SalsaBookshelf

IndexedHBase - MyHBase Users' Guide

Overview

MyHBase is a software package for building a dynamic HBase deployment in an HPC job. It is an extension to the MyHadoop package, as illustrated in Figure 1. MyHBase can work in two modes: batch mode and interactive mode, corresponding to a batch HPC job or an interactive HPC job. In the batch mode, MyHBase provides a script that consecutively completes all the steps from nodes application, HBase deployment, user task execution, output collection, and deployment clean-up. In the interactive mode, MyHBase assumes the user already has nodes allocated to his/her job, and provides two separate scripts for starting a dynamic HBase deployment and clearing it up.

Figure 1. MyHBase.

Configurations

(1) Prerequisites:

Download and decompress Hadoop, HBase, and MyHBase to different directories on the distributed file system that is mounted on the nodes of the HPC cluster.

(2) Job-specific configurations:

In batch mode, change the job-specific parameter values on the top of pbs-myhbase-batch.sh to configure your HPC job, including number of nodes to apply, reservation time, ect. MyHBase only supports the PBS queue scheduing system currently, and support for other systems will be added later.

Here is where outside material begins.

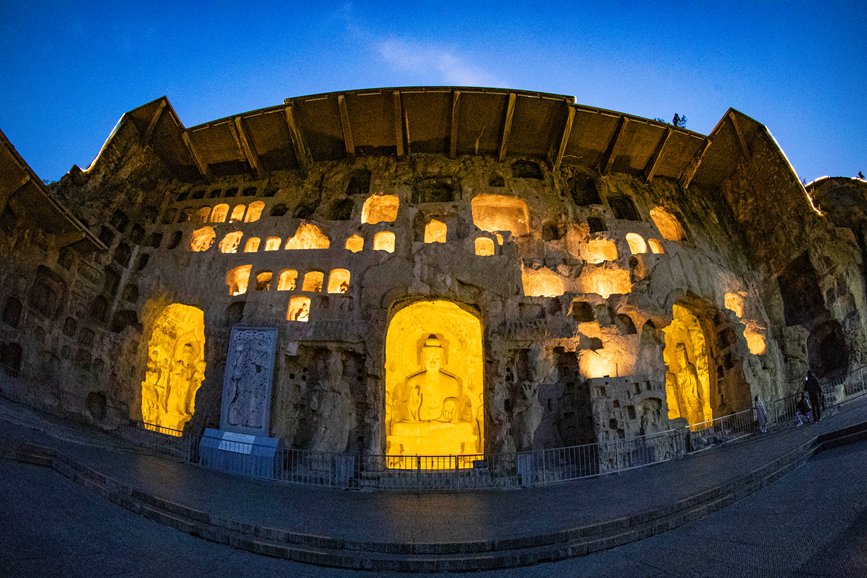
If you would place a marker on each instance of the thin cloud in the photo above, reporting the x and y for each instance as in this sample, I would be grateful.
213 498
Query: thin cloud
440 64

(3) MyHBase related configurations:

Go to the directory for MyHBase, and change the following environment variables in the corresponding scripts:

MY_HBASE_HOME : the decompressed direcotry for MyHBase. (In bin/setenv.sh, pbs-myhbase-batch.sh, myHBaseInteractiveStartSystem.sh, myHBaseInteractiveStopAll.sh.)

HADOOP_HOME : the decompressed direcotry for Hadoop. (In bin/setenv.sh.)

HADOOP_DATA_DIR : a directory existing on the local file system of every cluster node; this will be used to store data for HDFS. (In bin/setenv.sh.)

HADOOP_LOG_DIR : the directory to be used for writing the log files from Hadoop name node, job tracker, data nodes, and task trackers. Set this to a shared directory on the distributed file system so that you can easily check the logs of all those processes without separately logging in to every node. (In bin/setenv.sh.)

MY_NODES_LIST : path to a file that will be used to store a list of allocated nodes to your HPC job. This has to be under a direcotry of the shared distributed file system. A good option is $MY_HBASE_HOME/nodes.txt. (In bin/setenv.sh.)

HBASE_HOME : the decompressed direcotry for HBase. (In bin/setenv.sh.)

ZOO_KEEPER_DATADIR : a directory existing on the local file system of every cluster node. This will be used to store data for zookeepers. (In bin/setenv.sh.)

JAVA_HOME : Java installation directory on the shared distributed file system. (In bin/setenv.sh.)

(4) Hadoop and HBase related configurations:

The Hadoop and HBase configuration template files can be found under $MY_HBASE_HOME/etc. Customize your Hadoop and HBase configurations by setting properties in corresponding .xml files. E.g., "dfs.replication" in hdfs-site.xml, "hbase.rootdir" in hbase.rootdir, etc.

(5) Special issues to pay attention to:

By default, MyHBase uses the first node in $MY_NODES_LIST as Hadoop head node, the second node in $MY_NODES_LIST as the HBase master node, and the next three nodes as the zookeeper quorum. Besides, it treats $HADOOP_LOG_DIR as a directory on the shared distributed file system. If you need to change these for any reasons, read through bin/pbs-configure.sh and bin/pbs-cleanup.sh to make necessary modifications.

Running your HBase applications

In batch mode, add codes for running your HBase applications and collecting results under the comment line "#### Add codes for running your HBase applications here. ####" in pbs-myhbase-batch.sh, and then do "qsub pbs-myhbase-batch.sh".

In interactive mode, write your own scripts for running your HBase applications and collecting results. Make sure to source $MY_HBASE_HOME/bin/setenv.sh and set up necessary environment variables in your scripts. After getting nodes allocated to your interactive HPC job, login to the head node of your job allocation, and go to $MY_HBASE_HOME. Then run myHBaseInteractiveStartSystem.sh, your application running scripts, and myHBaseInteractiveStopAll.sh in order.